Realmente não é raro que uma iniciativa de análise de dados surja quase de forma autônoma e integre-se ao negócio com o passar do tempo. Mas meu papel aqui é justamente provocar você e perguntar: os executivos percebem a importância desse “novo conhecimento” e direcionam a empresa para que, em algum momento no futuro, a gestão seja baseada em dados?

Em outras palavras, a liderança – toda a liderança, não só a TI – sabe como tornar a empresa data driven?
Organização data driven
Nenhuma empresa nasce data driven; ela torna-se data driven, por meio de uma constante análise, enriquecimento, consumo e retroalimentação de dados, em um processo que culmina em inteligência corporativa.

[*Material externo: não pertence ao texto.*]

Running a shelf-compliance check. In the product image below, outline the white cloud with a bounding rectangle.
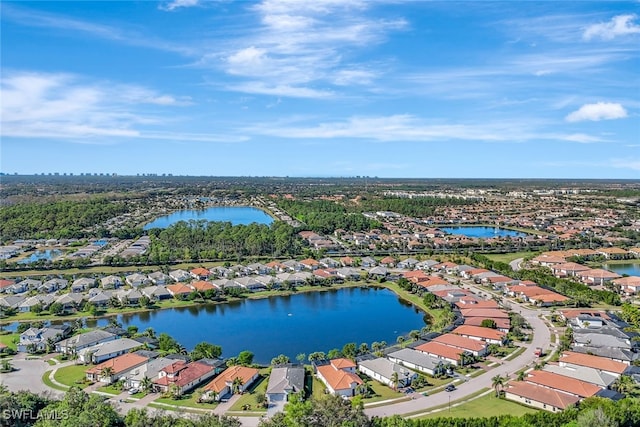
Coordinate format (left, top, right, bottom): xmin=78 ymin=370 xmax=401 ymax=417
xmin=197 ymin=0 xmax=406 ymax=98
xmin=582 ymin=15 xmax=640 ymax=40
xmin=0 ymin=71 xmax=188 ymax=142
xmin=565 ymin=102 xmax=627 ymax=122
xmin=158 ymin=0 xmax=200 ymax=12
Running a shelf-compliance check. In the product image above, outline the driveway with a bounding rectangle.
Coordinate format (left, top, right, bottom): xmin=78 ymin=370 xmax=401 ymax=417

[Para que se torne data driven, uma organização precisa enxergar a gestão baseada em dados como um posicionamento estratégico, puxado pelos executivos. E se a cultura corporativa impuser resistência, os executivos devem difundir a importância da análise de dados como instrumento para vislumbrar novas oportunidades, alavancar os negócios e lidar com informações até então indisponíveis.

E o que faz com que se comece a minerar essas informações e combiná-las com dados externos é justamente o exercício. É uma dinâmica que deve estar dentro do negócio, tal qual a TI: quando a TI atua dentro do negócio para impulsionar essa “onda positiva”, a organização caminha a passos largos em direção ao data driven. A maturidade em relação ao conceito vai sendo construída e a retroalimentação passa a acontecer de fato. 

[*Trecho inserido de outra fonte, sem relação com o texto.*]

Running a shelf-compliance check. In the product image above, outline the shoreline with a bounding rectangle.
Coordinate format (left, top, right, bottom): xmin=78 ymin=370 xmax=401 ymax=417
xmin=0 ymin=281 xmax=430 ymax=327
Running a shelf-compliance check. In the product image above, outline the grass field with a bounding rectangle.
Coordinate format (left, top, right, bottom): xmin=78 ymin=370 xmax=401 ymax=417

A forma como a TI se organiza para permitir que o negócio se aproprie do BI é consequência, não causa, desse círculo virtuoso. 
Tanto é que um reconhecido momento de glória da TI é quando ela consegue, de fato, disponibilizar o chamado “self-service BI”: uma quantidade tal de ferramentas e modelos de dados com os quais o negócio pode obter informações e, assim, construir inteligência. E mais que isso: retroalimentar a TI pedindo novas informações e acesso a novos conteúdos. 

E para viabilizar uma organização na qual a TI entregue valor ao BI é preciso, mais uma vez, recorrer ao mantra de internalizar o que é estratégico e terceirizar o que é operacional, potencializando o que de melhor o conhecimento externo das empresas especialistas agrega à construção da maturidade corporativa.

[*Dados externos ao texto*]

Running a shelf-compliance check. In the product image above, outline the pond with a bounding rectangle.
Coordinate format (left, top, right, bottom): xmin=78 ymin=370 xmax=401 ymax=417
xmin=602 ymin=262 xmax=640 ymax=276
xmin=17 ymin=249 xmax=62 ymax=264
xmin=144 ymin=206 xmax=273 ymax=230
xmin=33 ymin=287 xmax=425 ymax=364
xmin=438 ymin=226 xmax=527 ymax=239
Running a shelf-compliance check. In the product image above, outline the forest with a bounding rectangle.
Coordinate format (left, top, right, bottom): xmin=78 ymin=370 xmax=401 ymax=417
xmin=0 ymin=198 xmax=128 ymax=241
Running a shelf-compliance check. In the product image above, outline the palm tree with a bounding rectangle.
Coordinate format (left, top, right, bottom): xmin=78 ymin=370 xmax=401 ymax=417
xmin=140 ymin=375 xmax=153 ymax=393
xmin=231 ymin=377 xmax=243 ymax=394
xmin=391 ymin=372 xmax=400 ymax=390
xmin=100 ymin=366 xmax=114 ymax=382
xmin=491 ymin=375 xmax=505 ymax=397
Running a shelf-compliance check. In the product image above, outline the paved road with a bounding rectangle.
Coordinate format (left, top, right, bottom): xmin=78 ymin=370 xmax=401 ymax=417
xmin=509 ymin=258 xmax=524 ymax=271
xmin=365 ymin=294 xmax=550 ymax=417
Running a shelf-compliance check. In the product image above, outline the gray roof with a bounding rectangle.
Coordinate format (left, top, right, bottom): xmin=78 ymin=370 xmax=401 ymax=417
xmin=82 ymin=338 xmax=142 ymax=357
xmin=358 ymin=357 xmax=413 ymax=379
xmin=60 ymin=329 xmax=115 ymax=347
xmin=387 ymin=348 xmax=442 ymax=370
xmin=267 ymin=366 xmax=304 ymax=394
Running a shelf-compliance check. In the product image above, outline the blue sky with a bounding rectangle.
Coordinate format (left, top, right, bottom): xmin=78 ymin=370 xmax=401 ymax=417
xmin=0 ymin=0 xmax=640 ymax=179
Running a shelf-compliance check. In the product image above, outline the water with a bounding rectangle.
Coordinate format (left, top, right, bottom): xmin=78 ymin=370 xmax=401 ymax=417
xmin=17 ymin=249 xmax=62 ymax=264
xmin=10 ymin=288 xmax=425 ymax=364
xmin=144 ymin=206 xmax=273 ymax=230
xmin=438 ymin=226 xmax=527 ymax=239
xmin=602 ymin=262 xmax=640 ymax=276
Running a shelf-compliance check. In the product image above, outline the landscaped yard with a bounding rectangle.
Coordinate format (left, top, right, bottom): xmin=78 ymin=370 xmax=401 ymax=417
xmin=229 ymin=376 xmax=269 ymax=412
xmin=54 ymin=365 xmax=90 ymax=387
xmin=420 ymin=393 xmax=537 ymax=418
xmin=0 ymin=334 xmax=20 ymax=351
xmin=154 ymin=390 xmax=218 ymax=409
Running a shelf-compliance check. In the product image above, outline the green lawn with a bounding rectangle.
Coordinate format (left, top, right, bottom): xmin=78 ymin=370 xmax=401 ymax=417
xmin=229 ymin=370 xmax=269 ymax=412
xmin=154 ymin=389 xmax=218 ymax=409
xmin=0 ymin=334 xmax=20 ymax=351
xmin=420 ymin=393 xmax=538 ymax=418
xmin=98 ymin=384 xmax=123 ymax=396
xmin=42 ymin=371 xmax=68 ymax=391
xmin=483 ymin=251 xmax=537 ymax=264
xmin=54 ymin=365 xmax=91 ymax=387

A primeira base de dados que sua empresa precisa ter já existe, é gratuita e está sob seus olhos. Está nos arquivos e processos de todos os departamentos, nos registros do call center, nos sucessos e insucessos das equipes de vendas, nos SLAs, nas reclamações do cliente satisfeito (mas que encontrou algo que pode ser melhor), nos atrasos, dificuldades ou bons resultados logísticos, na base de currículos do RH, nos tempos de produção, no percentual de falhas, no balanço… Enfim, em tudo. 

A análise de dados – e a consequente inteligência do negócio – tem a missão de organizar essa montanha de dados dispersos que, se sua empresa ainda não o fez, está guardada em silos, incapaz de levar a cruzamentos geradores de valor.